En el actual estado de cosas, creo que procede otra propuesta, y es, como ya escribí en más de una ocasión, la existencia de una materia que estudiase el fenómeno religioso con una perspectiva diacrónica, esto es, histórica, con especial atención al cristianismo y al catolicismo, pero sin afán propagandístico, sino de conocimientos. Y tal materia tendría que ser impartida por el profesorado de Filosofía o de Historia.

La propaganda, por cierto palabra marcadamente católica, de una creencia debería estar ubicada en ámbitos ajenos a la escuela pública. Aquí no se trata de persecuciones a ninguna creencia ni a sus propagadores. Aquí no se trata de fomentar anticlericalismos anacrónicos. Aquí de lo que se trata es de hacer una política que esté en sintonía con lo que se entiende por un Estado no confesional.

Toda aquella persona que está inmersa en la aventura del aprendizaje necesita herramientas para eso tan digno e irrenunciable que es aprender y comprender lo aprendido. Nadie puede ser capaz de leer el poema de Unamuno «El Cristo de Velázquez» desde la ignorancia total en materia religiosa. No es posible sumergirse en la pintura de nuestros siglos de Oro sin conocer la Biblia, sin conocer la doctrina cristiana. No habrá forma de zambullirse en la eterna elegía manriqueña sin un cierto conocimiento del cristianismo de aquella época con su bagaje tomado del estoicismo, y así sucesivamente.

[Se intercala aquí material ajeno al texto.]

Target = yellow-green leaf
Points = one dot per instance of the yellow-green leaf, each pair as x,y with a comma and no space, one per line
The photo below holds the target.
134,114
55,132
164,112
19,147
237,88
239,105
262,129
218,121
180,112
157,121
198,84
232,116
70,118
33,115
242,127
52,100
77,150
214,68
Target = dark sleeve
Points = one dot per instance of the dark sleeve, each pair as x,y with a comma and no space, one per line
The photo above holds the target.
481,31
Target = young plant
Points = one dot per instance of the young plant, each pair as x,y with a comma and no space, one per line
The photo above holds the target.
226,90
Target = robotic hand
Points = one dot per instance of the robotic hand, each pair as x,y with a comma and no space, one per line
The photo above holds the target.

El conocimiento de los textos bíblicos es inexcusable. Lo mismo hay que decir de los Evangelios y de la doctrina de Cristo, santoral incluido. Me atrevo a proponer ambición por saber todo esto, amor intelectual, según lo entendía Spinoza.

Por lo demás, lo verdaderamente sagrado en un Estado libre y democrático es que cada cual elija su opción de ideas y de creencias, y que vaya a la parroquia, a la sinagoga o adonde sea a zambullirse en aquello que cree; o que, si le place, acuda a los actos litúrgicos laicos de sistemas filosóficos presididos por el sumo sacerdote de turno.

En definitiva, creo que hay que ir más allá de esta salida lampedusiana. El Gobierno de Zapatero acaba de estrenarse, y es de suponer y de esperar que escuche y que se mueva en torno a parámetros racionales y democráticos.